Около полудня полковник был уже в парке. Надо было чинно прогуливаться, чтобы не возникло сомнений, что встреча с Ульрикой произошла случайно. Но Загряжский долго не мог взять себя в руки и всё время оглядывался, крутил головой, искал её глазами. Народу было немного. Рядом по дорожке прошли две пожилые дамы с маленькой мохнатой собачкой. Дамы оживлённо беседовали, а, заметив красавца-полковника, кокетливо улыбнулись, обнажив редкие зубы. Загряжский шарахнулся в сторону.

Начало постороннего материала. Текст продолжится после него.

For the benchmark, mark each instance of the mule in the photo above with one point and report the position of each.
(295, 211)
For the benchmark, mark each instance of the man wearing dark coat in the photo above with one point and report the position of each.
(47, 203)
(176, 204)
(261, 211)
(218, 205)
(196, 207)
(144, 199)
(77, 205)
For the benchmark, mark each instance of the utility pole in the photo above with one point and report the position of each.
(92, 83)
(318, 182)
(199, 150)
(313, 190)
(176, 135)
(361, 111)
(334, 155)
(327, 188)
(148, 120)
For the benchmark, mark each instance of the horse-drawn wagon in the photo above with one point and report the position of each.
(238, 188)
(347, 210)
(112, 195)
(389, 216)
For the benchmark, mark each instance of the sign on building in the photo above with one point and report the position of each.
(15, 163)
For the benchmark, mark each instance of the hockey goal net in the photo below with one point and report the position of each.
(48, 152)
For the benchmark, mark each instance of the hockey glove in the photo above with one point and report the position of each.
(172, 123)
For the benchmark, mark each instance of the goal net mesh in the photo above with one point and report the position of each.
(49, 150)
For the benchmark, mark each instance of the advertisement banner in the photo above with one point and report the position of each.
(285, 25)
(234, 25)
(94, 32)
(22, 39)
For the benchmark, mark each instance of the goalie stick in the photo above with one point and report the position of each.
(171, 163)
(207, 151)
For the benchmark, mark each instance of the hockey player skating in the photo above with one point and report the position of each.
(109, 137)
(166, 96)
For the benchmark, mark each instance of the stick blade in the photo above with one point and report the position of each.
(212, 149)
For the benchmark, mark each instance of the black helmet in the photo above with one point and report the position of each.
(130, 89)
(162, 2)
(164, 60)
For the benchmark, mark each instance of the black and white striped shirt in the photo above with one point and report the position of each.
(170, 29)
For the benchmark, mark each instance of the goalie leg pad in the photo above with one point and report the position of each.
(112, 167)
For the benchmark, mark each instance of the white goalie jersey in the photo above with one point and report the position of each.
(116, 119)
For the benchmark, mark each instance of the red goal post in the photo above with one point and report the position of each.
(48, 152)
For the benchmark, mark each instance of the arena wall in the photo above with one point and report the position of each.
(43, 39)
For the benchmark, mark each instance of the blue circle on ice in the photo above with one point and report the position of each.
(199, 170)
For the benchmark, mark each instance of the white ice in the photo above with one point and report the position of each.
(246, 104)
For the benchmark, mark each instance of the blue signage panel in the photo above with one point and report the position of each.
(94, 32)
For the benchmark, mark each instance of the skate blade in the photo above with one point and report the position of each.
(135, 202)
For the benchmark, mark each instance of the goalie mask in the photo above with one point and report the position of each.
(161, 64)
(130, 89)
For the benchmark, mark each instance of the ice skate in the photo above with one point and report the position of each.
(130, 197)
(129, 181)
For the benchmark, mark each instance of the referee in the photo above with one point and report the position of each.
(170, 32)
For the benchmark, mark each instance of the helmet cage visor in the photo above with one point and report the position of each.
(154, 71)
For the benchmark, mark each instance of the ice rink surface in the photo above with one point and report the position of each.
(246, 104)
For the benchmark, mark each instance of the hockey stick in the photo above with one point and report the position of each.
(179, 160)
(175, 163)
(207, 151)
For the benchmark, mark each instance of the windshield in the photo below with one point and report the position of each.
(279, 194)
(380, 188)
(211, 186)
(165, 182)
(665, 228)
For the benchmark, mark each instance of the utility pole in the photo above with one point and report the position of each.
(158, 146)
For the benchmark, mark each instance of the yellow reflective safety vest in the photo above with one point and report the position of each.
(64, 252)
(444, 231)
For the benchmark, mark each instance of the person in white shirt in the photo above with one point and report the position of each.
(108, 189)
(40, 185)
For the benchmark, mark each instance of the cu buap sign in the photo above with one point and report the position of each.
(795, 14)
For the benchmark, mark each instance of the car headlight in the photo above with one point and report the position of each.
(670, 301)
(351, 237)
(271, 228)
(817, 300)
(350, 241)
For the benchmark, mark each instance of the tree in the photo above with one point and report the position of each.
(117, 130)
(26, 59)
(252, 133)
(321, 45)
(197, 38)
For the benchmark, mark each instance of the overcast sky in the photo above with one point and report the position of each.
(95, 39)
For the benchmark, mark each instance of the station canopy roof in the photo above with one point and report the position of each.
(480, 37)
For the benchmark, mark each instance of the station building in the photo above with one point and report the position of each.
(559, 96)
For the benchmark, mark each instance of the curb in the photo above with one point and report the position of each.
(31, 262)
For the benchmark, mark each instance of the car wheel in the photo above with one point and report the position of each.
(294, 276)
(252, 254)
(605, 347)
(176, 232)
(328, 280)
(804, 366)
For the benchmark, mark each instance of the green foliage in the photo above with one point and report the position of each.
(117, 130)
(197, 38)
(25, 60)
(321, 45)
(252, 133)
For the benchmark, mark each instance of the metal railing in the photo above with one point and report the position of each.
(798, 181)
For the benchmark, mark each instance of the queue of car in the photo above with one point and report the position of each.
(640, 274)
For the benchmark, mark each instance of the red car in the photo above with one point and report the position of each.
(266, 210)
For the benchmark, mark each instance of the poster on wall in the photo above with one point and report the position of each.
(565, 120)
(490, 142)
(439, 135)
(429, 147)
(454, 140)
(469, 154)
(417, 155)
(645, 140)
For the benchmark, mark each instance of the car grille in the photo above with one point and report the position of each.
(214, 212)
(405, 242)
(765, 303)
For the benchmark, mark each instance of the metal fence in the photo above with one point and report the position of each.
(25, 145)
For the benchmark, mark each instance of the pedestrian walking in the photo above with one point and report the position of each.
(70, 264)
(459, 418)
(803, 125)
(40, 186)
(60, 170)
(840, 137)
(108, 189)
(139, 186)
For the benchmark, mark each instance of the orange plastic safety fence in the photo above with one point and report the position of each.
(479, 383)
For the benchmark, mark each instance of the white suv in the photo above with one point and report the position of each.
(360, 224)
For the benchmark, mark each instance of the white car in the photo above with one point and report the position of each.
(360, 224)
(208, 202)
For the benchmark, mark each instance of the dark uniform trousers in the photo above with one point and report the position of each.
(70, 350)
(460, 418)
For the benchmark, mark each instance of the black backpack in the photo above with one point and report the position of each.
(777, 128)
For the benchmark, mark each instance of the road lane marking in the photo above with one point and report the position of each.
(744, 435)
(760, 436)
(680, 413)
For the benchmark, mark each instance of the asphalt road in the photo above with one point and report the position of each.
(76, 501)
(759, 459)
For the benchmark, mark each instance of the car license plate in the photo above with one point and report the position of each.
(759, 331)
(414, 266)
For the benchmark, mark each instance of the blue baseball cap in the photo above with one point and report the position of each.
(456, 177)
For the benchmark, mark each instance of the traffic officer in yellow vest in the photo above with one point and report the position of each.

Общаться со старушками совершенно не входило в его планы. Парк был не очень большой, но с достаточно густой растительностью, поэтому сразу заметить нужного человека было сложно. Роскошные кусты жимолости скрывали большую часть дорожек парка. Это обстоятельство, однако, нисколько не расстроило полковника. Он знал, что рано или поздно они встретятся, так как все дорожки парка сходились в одном месте, у фонтана в античном стиле. Центром композиции была фигура богини Венеры. Её окружали цветы, ветки оливы. Вода нежными струями спадала из огромной морской раковины. Что-то особенное было в этой фигуре, взгляд Загряжского всё время возвращался к ней, оторваться от созерцания было невозможно. Вдруг как будто от фонтана отделилась его часть. Загряжский тряхнул головой, чтобы избавиться от видения. Видением оказалась знакомая фигура, фигура Ульрики фон Поссе. Фигура скользила, парила над землёй, и было чувство, что всё вокруг остановилось, даже ветерок затаился в нерешительности где-то за соседним дубом, птицы замерли в полёте, звуки умерли. Загряжский поймал себя на мысли, что перестал дышать.